Developing new drone-based gas sensing technology to characterise fire emission plumes by miniature low cost sensors (FIRE-PLUME-SENSE)
Start date: 09 Jan 2017, End date: 08 Jan 2019 PROJECT  ONGOING 

This project will deliver new drone-based gas sensing technologies for environmental monitoring, specifically to characterise the complex pollution (CO, CO2, NOx, O3 etc) plumes from wildfires. It builds on the success of these low-cost miniature sensors recently demonstrated by the ER and her industry collaborator in volcanic plumes, combined with Host expertise on fire science and remote sensing geography and partner expertise in drone applications and laboratory sensor tests. It takes timely opportunity of a major coordinated atmospheric campaign on fire plumes.
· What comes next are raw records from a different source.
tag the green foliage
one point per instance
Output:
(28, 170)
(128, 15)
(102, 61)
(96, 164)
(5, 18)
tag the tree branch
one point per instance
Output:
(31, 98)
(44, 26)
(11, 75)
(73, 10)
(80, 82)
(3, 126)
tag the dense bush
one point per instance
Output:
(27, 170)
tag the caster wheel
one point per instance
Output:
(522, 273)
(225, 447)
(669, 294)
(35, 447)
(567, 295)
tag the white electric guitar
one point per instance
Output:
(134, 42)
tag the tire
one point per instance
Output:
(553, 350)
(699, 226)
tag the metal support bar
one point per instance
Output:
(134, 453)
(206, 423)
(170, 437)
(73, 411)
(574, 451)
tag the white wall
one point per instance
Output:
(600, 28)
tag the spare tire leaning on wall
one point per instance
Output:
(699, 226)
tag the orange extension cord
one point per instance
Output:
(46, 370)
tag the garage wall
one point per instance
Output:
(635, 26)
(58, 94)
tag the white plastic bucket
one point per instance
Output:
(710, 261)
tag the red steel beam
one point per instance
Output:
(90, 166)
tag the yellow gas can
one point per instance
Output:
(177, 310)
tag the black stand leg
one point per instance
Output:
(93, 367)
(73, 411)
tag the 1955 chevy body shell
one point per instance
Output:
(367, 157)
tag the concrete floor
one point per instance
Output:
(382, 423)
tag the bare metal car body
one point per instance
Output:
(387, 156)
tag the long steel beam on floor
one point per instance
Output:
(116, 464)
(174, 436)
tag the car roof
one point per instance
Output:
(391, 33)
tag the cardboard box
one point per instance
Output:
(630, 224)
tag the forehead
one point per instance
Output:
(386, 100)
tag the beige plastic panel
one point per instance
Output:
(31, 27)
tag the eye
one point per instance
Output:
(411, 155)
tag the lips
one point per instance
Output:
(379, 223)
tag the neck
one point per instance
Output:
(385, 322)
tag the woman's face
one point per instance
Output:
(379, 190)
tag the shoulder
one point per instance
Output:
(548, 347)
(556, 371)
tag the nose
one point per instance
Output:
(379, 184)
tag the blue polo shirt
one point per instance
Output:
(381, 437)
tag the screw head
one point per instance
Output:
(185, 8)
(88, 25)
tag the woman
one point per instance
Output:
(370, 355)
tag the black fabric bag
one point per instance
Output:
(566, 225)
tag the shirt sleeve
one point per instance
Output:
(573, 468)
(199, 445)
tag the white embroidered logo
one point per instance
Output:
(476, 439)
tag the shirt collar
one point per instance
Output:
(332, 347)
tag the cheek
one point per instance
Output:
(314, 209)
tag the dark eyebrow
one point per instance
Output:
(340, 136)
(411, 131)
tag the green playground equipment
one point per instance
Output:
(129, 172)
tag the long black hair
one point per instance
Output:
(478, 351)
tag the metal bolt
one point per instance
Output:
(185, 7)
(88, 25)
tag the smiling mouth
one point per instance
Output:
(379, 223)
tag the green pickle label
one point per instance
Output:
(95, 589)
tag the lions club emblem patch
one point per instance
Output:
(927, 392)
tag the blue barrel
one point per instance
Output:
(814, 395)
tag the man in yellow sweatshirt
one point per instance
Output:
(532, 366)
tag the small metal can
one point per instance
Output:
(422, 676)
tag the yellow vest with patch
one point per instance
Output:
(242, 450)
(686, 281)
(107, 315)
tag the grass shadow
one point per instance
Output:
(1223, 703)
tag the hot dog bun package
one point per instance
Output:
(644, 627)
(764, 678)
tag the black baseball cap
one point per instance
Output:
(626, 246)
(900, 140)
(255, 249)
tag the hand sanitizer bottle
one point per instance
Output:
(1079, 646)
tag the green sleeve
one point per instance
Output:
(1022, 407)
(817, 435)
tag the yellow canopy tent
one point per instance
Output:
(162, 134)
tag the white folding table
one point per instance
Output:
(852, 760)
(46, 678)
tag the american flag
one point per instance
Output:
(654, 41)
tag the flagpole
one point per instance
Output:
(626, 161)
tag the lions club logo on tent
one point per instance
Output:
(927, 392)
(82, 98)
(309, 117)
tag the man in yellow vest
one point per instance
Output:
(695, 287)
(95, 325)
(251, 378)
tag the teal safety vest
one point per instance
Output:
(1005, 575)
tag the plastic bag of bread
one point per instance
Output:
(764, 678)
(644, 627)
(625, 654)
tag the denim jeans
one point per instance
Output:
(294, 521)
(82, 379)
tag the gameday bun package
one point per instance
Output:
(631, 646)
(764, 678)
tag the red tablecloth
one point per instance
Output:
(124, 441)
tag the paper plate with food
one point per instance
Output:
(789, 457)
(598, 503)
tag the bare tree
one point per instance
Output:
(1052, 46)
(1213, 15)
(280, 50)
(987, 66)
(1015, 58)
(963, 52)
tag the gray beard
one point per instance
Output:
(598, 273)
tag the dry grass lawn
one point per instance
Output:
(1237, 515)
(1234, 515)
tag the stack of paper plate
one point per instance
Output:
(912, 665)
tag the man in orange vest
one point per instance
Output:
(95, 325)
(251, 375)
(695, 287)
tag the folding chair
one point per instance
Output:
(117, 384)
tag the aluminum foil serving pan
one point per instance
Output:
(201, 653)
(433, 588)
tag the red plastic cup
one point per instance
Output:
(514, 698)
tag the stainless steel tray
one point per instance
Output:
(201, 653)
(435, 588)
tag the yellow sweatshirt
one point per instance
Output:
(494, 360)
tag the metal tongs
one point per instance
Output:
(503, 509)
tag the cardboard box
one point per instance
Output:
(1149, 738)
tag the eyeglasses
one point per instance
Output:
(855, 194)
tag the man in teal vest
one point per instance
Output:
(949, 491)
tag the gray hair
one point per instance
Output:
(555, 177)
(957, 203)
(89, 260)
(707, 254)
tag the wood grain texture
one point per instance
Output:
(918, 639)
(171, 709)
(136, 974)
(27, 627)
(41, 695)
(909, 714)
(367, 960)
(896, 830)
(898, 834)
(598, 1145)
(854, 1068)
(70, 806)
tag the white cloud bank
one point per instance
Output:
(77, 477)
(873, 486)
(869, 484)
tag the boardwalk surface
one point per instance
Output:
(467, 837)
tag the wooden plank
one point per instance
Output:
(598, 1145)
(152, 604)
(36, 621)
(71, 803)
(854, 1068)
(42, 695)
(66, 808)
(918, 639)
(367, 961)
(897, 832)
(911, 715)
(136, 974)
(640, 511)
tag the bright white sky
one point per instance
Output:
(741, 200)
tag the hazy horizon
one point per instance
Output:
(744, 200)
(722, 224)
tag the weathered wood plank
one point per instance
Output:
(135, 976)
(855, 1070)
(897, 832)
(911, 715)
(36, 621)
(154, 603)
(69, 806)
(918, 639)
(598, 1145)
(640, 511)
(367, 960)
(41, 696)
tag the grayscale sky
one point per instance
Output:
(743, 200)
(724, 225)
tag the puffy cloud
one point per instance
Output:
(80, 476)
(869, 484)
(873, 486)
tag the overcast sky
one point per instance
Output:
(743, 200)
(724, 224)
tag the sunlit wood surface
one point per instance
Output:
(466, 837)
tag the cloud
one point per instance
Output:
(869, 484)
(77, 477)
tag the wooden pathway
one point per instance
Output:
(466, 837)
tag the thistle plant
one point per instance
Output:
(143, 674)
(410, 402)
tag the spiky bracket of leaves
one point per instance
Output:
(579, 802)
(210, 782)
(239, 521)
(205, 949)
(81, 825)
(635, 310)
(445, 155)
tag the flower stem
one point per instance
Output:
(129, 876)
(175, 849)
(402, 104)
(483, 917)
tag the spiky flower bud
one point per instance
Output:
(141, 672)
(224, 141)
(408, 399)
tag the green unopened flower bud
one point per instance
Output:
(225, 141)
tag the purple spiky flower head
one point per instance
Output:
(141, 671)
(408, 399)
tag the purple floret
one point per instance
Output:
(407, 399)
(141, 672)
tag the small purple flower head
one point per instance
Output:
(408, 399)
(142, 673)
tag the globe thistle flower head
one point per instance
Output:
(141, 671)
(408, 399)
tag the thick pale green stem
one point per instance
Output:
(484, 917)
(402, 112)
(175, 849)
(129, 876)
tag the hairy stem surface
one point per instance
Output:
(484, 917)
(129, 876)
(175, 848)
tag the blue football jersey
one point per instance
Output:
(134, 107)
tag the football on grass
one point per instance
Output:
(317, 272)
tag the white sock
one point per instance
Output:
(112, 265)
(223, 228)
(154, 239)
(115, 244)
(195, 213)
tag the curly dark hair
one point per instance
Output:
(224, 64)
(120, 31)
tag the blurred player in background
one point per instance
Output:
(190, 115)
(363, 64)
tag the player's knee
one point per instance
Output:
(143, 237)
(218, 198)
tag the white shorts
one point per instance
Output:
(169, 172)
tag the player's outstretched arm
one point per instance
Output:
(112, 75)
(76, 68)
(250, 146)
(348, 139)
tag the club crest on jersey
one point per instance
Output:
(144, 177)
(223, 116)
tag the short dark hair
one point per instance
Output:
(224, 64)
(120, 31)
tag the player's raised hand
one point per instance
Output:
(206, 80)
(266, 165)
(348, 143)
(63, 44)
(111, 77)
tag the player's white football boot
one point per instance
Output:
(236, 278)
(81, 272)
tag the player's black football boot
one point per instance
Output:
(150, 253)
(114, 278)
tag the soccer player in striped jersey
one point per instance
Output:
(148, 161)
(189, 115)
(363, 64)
Biomass burning emissions substantially influence air quality on local to regional scales as well as global atmospheric composition. Atmospheric modelling efforts to predict fire plume impacts require knowing the emission composition, which can vary greatly between different fires and also between different plume measurement altitudes, and temporally, depending on precise fuel makeup, degree of smouldering vs flaming combustion, etc. Existing approaches (ground-based, aircraft, satellite) all have limitations in quantifying the emissions, near-downwind plume height and chemical evolution. Our development of new drone-based fire plume gas sensing technology aims to fill this current ‘data gap’. There is high potential for future societal benefit through widespread applications of the new technology to detect and chemically map wildfire but also other plume hazards (e.g. volcanoes, landfill sites, industry accident releases).